Security

Simulating AI Security Threats: Insights from a Tabletop Workshop

Zassmin

20 Aug 2024 — 3 min read

This August, at the AI Security Forum during Hacker Summer Camp in Vegas, I had the opportunity to run an immersive tabletop workshop. As someone who enjoys crafting these exercises, I find particular satisfaction in observing real-time participant engagement. This experience reminded me of the ways security is a team sport, requiring collaboration across an entire organization or even nations to get right.

The Power of Tabletop Exercises

Much like sports, excelling in security demands collaboration, practice, preparation, training, and coaching. Tabletop exercises, when designed effectively, incorporate these elements in an engaging, playful manner. They provide a unique platform for professionals to test their skills, challenge their thinking, and learn from one another in a low-stakes environment.

Setting the Stage: Haven Labs and AI Model Weights Exfiltration

For this workshop, I developed a scenario centered around AI model weights exfiltration at a fictional research lab, Haven Labs, on the brink of achieving Artificial General Intelligence (AGI). The narrative encompassed the discovery of the exfiltration and Haven Labs' subsequent response and actions.

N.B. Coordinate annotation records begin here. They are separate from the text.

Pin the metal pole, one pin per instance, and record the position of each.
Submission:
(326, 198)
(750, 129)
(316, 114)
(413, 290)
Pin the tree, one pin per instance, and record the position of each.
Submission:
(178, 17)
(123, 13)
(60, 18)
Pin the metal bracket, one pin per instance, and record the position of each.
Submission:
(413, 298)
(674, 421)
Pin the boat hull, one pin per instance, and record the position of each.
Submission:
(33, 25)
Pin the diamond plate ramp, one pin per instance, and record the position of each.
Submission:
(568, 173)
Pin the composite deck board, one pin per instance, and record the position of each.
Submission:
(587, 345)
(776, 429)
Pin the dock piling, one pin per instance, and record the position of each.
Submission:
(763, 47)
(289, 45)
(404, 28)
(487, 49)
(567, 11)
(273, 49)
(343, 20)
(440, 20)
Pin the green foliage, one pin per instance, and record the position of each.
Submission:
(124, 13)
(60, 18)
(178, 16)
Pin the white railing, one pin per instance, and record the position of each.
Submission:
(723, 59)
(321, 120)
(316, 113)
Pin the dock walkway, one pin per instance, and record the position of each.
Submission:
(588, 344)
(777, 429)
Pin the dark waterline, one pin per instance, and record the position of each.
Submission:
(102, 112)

Four teams, each comprising five to six individuals with diverse backgrounds –– including ML engineers, security practitioners, infrastructure engineers, attorneys, and professors –– were tasked with acting as external incident responders. Their mission: identify attack vectors, conduct an impact assessment, and provide recommendations.

Crafting Realism for Maximum Engagement

To ensure the scenario felt authentic and engaging, I incorporated several key elements:

Real-world attack vectors: I drew from the RAND report on "Securing AI Model Weights" to inform the methods used in the fictional attack.
Detailed security posture: Haven Labs was described as maintaining an SL1 security posture (as per the RAND report), capable of defending against moderate attacks from hobbyist hackers. This provides context for the participants to work within.
Current event parallels: While fictitious, the evidence and storyline closely mirrored current events such as an employee requesting PTO to attend the olympics.
Diverse, realistic evidence: Teams were provided with a range of evidence types to analyze, from system logs to email threads and bash scripts.

This attention to detail paid off. As I observed the teams during their 40-minute investigation period, I noticed discussions, creative problem-solving, and full immersion in their roles. Questions flew as participants dug deep into the provided evidence demonstrating how a well-crafted scenario can facilitate participants' understanding of both the technical and practical aspects necessary to execute and prevent a model weight exfiltration incident.

From Live Stimulation to Accessible Technology

In previous experiences, I've created live stimulated environments for tabletops, allowing teams to test alerts, kill switches, and runbooks in real-time. While incredibly effective, this approach can be resource-intensive. For this workshop, I opted for a more accessible approach using familiar tools: paper and Google Docs. This decision ensured that all participants could engage fully with minimal to no technical barriers.

Engagement Through Competition

To add an extra layer of motivation, I incorporated a competitive element. Teams submitted their findings and recommendations, which I scored after the session. The announcement of winners and a prize (Nicole Perlroth's "This Is How They Tell Me the World Ends") added a fun, high-stakes feel to the exercise.

A particularly memorable moment came when two teams tied for first place. With only one set of prizes, we resorted to a coin toss –– but not before one team member suggested a trivia tiebreaker! This moment encapsulated the playful competitiveness that can make these exercises effective.

Key Takeaways and Future Implications

As the workshop concluded, participants lingered to discuss their experiences and insights. Some approached me about developing similar exercises for their own organizations, highlighting the perceived value of such hands-on, collaborative learning experiences.

The engagement of this workshop underscores several important points:

The critical importance of collaborative security practices in AI development.
The effectiveness of realistic, engaging scenarios in security training.
The power of diverse teams in problem-solving complex security challenges.

Reflecting on this experience, it’s clear that exercises like these not only emphasize the need for effective collaboration — similar to team sports — but also prepare organizations to tackle unique security challenges associated with advancing AI technologies and other high-risk environments like crypto. By simulating potential threats and fostering collaborative problem-solving, we can better equip our teams to protect the groundbreaking advancements of tomorrow.